President Donald Trump is rarely so blatantly conflicted when standing in front of the masses. But when he took the stage Friday night in Alabama to campaign for Sen. Luther Strange in his race against insurgent conservative Roy Moore, you could tell that the president was having second thoughts. While Trump said Strange was a “good guy,” he acknowledged that he – meaning Trump – might have erred when deciding to get involved in the heated race.
“We have to be loyal in life,” Trump said. “There is something called loyalty, and I might have made a mistake. I’ll be honest, I might have made a mistake.”
Trump also hedged his bets, vowing to support Moore if he pulled off the win on Tuesday.
“By the way, both good men and you know what, I told Luther if his opponent wins, I’m going to be here campaigning like hell for him,” he said.
Trump also made an odd comment that tried to put daylight between Strange and the Senate Majority Leader. “He’s not a friend of Mitch McConnell. He doesn’t know him; he just got here.”
Maybe that’s true and maybe it isn’t, but the fact remains that McConnell and the McConnell-inspired Senate Leadership Fund has firmly backed Strange against his conservative opponent, delivering millions in campaign financing to ensure the retention of the seat. This is, of course, what McConnell always does when one of his establishment guys is challenged by a grassroots movement. It is, as Trump should recall, what the entire Republican Party leadership was doing when Trump himself was running roughshod over their approved presidential candidates.
Now, oddly enough, Trump is on the establishment’s side, and he appears to have realized that it was a mistake.
There are understandable, non-conspiratorial reasons that Trump would back Sen. Strange. Moore is extremely religious, and you don’t have to look very closely at the president to see that Trump doesn’t spend a lot of time on Bible study. Trump may also have forged a personal relationship with Strange, and that counts for a lot in his world.

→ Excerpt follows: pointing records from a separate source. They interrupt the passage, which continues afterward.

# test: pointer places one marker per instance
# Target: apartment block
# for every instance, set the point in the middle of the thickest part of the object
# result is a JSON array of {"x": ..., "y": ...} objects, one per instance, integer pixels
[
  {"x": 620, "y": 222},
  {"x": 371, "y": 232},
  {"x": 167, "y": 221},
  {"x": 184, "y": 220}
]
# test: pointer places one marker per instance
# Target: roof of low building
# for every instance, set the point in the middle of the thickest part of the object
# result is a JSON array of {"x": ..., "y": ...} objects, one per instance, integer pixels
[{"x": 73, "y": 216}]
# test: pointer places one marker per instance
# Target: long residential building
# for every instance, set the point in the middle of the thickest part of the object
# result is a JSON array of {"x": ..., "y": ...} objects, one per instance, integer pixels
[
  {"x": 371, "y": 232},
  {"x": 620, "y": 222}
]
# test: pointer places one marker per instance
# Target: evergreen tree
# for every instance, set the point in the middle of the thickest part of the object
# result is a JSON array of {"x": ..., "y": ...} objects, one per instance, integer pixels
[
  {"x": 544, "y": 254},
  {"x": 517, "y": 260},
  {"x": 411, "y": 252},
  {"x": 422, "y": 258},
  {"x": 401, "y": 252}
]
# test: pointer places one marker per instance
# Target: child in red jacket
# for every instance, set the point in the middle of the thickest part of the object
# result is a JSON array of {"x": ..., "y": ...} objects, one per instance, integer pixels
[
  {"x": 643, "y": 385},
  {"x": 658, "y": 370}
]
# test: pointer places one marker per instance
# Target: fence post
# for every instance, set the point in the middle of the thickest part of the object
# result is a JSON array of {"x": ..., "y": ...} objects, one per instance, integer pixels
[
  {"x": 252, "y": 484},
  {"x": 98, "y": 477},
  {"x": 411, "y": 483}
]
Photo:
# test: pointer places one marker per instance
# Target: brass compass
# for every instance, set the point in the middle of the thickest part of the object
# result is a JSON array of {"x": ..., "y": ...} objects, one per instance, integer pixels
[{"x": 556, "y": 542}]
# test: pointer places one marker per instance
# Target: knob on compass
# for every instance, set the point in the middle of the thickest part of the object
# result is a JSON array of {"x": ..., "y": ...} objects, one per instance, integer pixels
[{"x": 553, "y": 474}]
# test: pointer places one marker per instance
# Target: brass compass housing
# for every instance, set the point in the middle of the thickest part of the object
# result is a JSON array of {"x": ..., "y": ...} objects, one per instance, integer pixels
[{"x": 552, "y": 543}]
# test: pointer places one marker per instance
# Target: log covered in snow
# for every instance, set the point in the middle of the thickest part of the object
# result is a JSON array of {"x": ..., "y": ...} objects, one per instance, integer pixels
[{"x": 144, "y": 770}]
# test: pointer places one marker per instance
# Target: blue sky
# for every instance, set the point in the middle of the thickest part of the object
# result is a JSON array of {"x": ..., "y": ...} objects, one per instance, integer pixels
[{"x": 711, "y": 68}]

But that doesn’t make it any easier to swallow Trump and McConnell teaming up to defeat a candidate of the people. Moore is firmly anti-establishment, and his election would be yet another stirring blow to the GOP’s business-as-usual, ignore-the-people politics. It would have been really nice to see Trump support that movement – the same movement that put him in the White House. Maybe he has good reasons for not doing so, but we think he nailed it in his speech: He made a mistake.